I would say that the difference in boiling points is due to an increase in external pressure.
A liquid boils when its vapor pressure is equal to the external pressure - more often than not, this is the atmospheric pressure.
So, at normal atmospheric pressure, or 1 atm, ethanol boils at #78.3^@"C"#. In this case, the heat you provide is enough to make the vapor pressure equal the atmospheric pressure #-># boiling takes place.
If the atmospheric pressure is higher, the vapor pressure will have to be higher as well, since boiling occurs only when vapor pressure equals atmospheric pressure.
As a result, you'll need to supply more heat to the sample, which means it will boil at a higher temperature.
In your case, the first sample boils at #79^@"C"#, which means that the atmospheric pressure is very, very close to 1 atm, while the second sample boils at #81^@"C"#, which implies that the atmosperic pressure is a little higher than 1 atm.
SIDE NOTE
You can determine this mathematically by using the Clausius-Clapeyron equation
#ln(P_2/P_1) = (DeltaH_"vap")/R * (1/T_1 - 1/T_2)#, where
#P_1#, #P_2# - the vapor pressure at boiling point #79^@"C"# and #81^@"C"#, respectively;
#DeltaH_"vap"# - the enthalpy of vaporization for ethanol - #"38.56 kJ/mol"#;
#T_1#, #T_2# - the boiling points of the first and of the second sample - expressed in Kelvin.
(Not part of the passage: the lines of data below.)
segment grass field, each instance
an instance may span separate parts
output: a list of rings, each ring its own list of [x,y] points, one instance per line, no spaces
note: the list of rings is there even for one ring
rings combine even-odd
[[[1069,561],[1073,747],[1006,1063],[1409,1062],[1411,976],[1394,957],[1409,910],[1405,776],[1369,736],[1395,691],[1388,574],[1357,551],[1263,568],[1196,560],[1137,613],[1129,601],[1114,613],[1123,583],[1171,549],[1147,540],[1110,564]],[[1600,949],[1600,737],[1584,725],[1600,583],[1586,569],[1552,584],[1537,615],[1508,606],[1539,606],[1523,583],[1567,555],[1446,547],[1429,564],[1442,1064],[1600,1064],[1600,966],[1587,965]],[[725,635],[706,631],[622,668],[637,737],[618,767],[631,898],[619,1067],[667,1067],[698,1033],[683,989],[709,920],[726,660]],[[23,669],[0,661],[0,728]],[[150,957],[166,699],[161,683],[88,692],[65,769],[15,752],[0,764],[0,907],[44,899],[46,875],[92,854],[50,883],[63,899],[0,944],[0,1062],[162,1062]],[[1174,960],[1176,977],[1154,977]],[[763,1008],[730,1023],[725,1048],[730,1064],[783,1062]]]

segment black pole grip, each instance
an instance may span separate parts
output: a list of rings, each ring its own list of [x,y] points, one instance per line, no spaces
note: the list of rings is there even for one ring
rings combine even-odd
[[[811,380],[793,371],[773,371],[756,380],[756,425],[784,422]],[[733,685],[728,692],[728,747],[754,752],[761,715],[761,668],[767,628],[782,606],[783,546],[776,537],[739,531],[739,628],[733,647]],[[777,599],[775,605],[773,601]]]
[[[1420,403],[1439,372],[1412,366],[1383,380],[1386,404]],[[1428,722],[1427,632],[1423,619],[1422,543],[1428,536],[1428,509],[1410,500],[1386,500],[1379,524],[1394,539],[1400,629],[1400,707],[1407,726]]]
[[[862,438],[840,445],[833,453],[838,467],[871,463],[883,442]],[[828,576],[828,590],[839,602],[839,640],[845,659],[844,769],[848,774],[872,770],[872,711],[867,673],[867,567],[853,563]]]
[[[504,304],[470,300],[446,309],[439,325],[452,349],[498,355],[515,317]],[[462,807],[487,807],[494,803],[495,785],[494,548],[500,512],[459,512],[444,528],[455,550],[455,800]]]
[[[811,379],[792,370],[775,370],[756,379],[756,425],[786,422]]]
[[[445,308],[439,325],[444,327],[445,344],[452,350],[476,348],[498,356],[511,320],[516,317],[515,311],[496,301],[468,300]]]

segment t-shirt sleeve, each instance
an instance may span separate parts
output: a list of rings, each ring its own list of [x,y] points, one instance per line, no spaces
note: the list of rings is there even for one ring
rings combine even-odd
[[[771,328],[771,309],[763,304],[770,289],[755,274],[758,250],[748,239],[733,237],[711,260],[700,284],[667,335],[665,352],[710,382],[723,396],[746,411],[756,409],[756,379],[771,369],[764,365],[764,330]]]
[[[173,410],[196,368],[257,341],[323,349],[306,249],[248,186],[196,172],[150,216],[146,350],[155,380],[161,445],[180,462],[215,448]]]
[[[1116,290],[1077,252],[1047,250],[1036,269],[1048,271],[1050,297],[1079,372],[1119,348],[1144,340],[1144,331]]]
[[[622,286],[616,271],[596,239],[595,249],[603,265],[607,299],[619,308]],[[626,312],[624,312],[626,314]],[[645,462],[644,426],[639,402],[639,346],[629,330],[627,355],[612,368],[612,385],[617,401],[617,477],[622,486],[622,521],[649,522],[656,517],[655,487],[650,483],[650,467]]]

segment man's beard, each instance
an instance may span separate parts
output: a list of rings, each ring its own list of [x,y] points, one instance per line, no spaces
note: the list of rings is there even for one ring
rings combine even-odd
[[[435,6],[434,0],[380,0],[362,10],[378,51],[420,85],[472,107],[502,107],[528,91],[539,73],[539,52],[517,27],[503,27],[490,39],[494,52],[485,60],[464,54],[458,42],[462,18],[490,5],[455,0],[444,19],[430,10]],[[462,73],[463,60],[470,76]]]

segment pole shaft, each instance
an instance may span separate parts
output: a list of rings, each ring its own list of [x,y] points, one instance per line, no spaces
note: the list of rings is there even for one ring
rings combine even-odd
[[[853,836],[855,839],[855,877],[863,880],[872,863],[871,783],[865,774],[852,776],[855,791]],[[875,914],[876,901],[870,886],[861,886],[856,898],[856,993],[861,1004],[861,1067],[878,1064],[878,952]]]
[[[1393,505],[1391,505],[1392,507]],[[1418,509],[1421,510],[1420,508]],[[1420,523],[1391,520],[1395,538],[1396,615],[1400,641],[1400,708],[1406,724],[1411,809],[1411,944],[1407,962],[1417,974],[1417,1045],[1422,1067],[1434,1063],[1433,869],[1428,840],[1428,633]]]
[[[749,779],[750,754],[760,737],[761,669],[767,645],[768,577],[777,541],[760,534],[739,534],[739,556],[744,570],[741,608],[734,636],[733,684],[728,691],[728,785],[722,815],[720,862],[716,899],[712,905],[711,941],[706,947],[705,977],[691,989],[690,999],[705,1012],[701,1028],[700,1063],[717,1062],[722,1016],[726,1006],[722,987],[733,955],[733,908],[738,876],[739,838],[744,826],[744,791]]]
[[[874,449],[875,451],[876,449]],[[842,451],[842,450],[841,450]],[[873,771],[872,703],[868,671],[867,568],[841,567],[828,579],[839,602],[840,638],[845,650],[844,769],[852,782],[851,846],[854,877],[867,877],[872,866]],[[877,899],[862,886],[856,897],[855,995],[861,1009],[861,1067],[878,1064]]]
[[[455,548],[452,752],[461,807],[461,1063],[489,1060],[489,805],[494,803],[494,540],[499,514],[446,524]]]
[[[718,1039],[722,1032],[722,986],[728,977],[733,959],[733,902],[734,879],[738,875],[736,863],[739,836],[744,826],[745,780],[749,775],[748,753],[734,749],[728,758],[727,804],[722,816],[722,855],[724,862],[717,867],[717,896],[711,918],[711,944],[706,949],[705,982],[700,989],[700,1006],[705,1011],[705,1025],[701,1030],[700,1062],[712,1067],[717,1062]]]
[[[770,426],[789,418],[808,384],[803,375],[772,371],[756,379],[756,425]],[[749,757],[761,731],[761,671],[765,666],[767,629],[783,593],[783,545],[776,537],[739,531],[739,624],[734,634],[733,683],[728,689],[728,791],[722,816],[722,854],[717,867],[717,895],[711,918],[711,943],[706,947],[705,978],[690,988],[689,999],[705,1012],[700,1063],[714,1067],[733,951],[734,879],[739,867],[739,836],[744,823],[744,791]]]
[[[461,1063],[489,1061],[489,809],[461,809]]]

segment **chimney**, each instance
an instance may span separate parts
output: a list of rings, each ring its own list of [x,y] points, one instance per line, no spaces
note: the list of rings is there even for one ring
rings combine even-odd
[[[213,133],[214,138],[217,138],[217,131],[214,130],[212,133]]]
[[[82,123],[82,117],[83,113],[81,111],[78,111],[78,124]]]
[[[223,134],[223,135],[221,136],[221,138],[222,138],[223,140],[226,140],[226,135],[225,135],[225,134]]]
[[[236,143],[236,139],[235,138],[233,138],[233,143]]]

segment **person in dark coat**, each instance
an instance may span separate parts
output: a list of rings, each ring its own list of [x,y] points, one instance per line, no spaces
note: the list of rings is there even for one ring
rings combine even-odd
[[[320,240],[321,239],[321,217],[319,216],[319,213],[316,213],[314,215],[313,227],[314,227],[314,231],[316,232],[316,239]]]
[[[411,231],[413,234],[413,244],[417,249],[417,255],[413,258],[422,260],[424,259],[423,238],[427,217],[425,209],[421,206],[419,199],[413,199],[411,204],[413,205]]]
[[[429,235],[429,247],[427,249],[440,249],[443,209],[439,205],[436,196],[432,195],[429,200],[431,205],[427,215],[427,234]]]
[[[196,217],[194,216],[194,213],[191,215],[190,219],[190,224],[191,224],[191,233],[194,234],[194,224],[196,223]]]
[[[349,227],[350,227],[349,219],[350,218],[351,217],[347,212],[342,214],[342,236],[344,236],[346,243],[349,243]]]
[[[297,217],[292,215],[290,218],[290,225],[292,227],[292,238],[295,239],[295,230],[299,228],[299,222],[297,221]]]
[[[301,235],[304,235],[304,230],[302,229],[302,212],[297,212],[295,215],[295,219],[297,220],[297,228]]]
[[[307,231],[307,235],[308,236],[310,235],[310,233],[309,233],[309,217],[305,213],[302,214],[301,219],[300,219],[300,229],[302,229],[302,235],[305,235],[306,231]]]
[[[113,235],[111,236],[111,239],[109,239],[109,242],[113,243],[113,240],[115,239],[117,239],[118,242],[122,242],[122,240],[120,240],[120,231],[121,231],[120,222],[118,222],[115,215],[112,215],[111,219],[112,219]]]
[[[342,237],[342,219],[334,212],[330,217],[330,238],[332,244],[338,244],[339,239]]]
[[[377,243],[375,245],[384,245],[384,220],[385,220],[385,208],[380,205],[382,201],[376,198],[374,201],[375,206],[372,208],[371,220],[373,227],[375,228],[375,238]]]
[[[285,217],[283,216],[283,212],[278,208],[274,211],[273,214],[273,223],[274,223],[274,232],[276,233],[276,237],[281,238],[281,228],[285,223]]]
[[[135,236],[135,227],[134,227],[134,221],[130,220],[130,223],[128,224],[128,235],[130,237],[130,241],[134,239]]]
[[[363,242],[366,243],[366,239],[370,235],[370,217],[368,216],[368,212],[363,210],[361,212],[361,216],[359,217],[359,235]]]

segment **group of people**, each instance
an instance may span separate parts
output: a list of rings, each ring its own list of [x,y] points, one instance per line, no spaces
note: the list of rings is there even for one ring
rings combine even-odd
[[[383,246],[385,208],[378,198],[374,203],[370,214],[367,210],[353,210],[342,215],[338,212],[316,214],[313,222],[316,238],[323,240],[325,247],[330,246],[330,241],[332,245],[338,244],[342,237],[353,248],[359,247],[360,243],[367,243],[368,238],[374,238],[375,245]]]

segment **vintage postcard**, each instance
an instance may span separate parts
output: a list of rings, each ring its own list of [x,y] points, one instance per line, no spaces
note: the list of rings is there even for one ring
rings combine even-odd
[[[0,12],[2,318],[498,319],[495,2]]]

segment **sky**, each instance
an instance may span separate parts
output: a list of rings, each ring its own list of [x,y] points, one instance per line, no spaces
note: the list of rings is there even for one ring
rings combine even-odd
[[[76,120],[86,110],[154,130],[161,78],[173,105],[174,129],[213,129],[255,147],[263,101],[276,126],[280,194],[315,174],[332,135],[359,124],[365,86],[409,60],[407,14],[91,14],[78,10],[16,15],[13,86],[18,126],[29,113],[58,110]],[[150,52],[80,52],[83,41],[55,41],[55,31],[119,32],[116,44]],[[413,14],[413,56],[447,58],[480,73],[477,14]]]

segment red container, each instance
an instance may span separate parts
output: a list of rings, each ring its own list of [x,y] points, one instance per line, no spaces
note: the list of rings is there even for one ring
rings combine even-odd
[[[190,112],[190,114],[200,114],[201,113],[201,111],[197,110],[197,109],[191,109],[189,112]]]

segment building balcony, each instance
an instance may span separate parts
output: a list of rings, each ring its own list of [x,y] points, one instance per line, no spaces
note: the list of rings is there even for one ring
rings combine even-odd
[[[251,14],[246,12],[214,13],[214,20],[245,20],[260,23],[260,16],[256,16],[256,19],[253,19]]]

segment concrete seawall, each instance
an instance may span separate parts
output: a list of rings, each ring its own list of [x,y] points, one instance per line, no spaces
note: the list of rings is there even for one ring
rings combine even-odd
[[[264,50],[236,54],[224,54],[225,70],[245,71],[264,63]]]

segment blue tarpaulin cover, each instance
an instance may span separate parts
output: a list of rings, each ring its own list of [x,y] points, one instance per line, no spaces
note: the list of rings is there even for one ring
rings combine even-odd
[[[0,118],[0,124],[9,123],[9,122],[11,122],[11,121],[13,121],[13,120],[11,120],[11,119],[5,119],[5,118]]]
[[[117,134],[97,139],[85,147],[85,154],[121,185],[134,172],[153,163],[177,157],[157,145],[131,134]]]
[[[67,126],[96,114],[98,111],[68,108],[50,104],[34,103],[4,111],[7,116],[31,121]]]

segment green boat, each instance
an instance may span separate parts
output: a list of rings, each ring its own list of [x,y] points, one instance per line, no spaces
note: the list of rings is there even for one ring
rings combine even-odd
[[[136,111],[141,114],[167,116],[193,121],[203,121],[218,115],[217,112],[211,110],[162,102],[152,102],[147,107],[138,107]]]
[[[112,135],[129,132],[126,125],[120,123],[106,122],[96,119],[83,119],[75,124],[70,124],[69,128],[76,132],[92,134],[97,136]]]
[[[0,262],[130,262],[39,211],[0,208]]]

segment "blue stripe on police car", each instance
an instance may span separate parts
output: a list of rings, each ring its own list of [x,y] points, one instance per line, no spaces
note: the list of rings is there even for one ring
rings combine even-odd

For the sake of argument, let's assume that, at 1 atm, ethanol boils at #79^@"C"#. Since #T_2# is bigger than #T_1#, you'd expect #P_2# to be bigger than #P_1#. Indeed it is
#ln(P_2/1) = (38560cancel("J")/cancel("mol"))/(8.314cancel("J")/(cancel("K")cancel("mol"))) * (1/(352.15) - 1/(354.15))cancel("K")#
#ln(P_2) = 0.06917 => P_2 = "1.072 atm"#
Higher atmospheric pressure, higher boling point.